Ama insanın masum bir yanı kalmadı günümüzde. Aslında bunu herkes biliyor ama kendini temize çekme gayretinden de vazgeçemiyor...

Herkesin şikâyetçi olduğu bir hayat ile yüz yüzeyiz... Komşu komşudan, eşler birbirlerinden, kardeş kardeşten nefret eder bir durum... Peki, neden böyle? Biz nerede yanlış yaptık gibi sorularımız olmasın mı?

Aslında çoğumuz biliyoruz her geçen gün daha kötü bir yaşam bekliyor insanı. Bereketsiz, iyilik ve hayırdan uzak, güzellikten, sevgiden, aşktan uzak bir yaşam...

Yalanın, dolanın, haramın kol gezdiği makbul sayıldığı bir yaşam, içinde huzur mutluluk sevgi aşk olmayan...

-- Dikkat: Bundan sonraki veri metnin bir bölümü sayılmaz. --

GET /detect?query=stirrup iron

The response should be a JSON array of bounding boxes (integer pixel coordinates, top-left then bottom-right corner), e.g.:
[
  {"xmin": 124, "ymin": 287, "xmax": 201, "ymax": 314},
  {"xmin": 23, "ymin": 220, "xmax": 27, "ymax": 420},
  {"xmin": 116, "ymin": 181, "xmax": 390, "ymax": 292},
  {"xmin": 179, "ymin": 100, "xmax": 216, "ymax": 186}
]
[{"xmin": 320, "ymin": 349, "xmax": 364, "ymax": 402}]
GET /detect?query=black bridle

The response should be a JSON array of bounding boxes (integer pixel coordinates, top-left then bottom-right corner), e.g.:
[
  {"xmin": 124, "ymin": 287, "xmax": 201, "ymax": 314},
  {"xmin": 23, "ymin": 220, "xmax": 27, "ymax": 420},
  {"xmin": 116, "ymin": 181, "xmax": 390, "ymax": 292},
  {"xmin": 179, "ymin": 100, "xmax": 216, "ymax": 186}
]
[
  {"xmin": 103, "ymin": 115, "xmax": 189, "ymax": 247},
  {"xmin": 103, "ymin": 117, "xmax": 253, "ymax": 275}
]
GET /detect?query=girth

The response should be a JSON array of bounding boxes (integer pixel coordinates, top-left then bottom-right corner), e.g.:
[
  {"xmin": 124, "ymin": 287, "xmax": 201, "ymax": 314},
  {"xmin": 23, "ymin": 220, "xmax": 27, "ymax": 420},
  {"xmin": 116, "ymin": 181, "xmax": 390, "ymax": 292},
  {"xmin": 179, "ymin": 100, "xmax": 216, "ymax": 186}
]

Boş hayatlar, boş masallar boş sözler... Artık camiye gidenlerin bile neden gittiklerini bilmediği, imam arkadaşların neden kendilerine bu vazifelerin verildiğini izah edemediği...

Neyse kısa kesersek...

Çağımızdaki kadar alçak, vurgun yemedi insan, sözde insandan...

Ve kuşlar, köpekler, kediler, hiçbir çağda bu kadar zulüm görmedi kendilerini insan sananlardan...

Sahi kadınlar neden yüzlerini boyarlar böyle bir çağda?